RPS will conduct review into hospital pharmacy services in Wales
The Royal Pharmaceutical Society has been commissioned by the government in Wales to carry out an independent review of how clinical pharmacy services in NHS hospitals might develop.
The RPS said the review will be informed by what it described as the “many excellent and innovative examples of good practice already happening in hospitals in Wales” and it will also look beyond the UK for other models that might be of benefit in supporting the “immediate and longer-term priorities of the NHS".
The review will examine how the greater use of digital technology can improve services, the expected roll-out of electronic prescribing in all hospital in Wales and changes to undergraduate education that will see all pharmacists become prescribers by the time they register in 2026.
The chief pharmaceutical officer for Wales Andrew Evans said the review will “ensure the skills and expertise of pharmacists and pharmacy technicians working in the NHS are best utilised” to meet the “significant challenges” posed by urgent and emergency and planned care.
“I am delighted the Royal Pharmaceutical Society has been commissioned to support the review of clinical pharmacy services provided in NHS hospitals in Wales. Hospital pharmacy practice has always been at the forefront of innovation in the delivery of pharmaceutical care,” he said.
The RPS said the review will culminate in “a set of recommendations and blueprints” that will “inform the transformation of clinical services provided by pharmacy teams".
Meanwhile, the Royal College Mental Health Expert Advisory Group, of which the RPS is a member, has urged the government and the NHS in Wales to bring about the “urgent transformation” of mental health services to alleviate the pressure on the country’s health system.
The Group made four recommendations; “critical changes” to the delivery and structure of mental health services across the community, hospital and specialist secure settings; equal access to services for the most vulnerable patients; improving the workforce’s well-being to prevent people leaving their jobs and ensuring care is provided continuously, safely and effectively; and using skills from a variety of professions and increasing the number of specialist mental health professionals.

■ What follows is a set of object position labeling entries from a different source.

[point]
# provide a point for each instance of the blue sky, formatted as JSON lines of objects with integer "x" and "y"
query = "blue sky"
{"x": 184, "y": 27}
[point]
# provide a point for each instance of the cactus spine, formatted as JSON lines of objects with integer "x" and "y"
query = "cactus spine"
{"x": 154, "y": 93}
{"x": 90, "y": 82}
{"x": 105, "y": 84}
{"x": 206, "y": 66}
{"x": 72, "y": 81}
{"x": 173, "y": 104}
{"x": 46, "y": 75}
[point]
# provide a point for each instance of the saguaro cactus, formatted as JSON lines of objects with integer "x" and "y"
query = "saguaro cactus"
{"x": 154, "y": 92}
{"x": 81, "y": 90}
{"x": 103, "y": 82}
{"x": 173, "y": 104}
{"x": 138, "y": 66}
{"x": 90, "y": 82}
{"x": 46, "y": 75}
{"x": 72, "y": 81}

The Group recently met with members of the Senedd in Cardiff to highlight its work in the year since it was formed and explain the importance of ensuring a multi-disciplinary workforce can provide care for people with mental health conditions.
The RPS director for Wales Elen Jones said it was “very important” to have an input from pharmacy to inform the Group’s work through “evidence and examples of good pharmacy practice to drive forward service innovation.”
Pictured is Neath Port Talbot Hospital.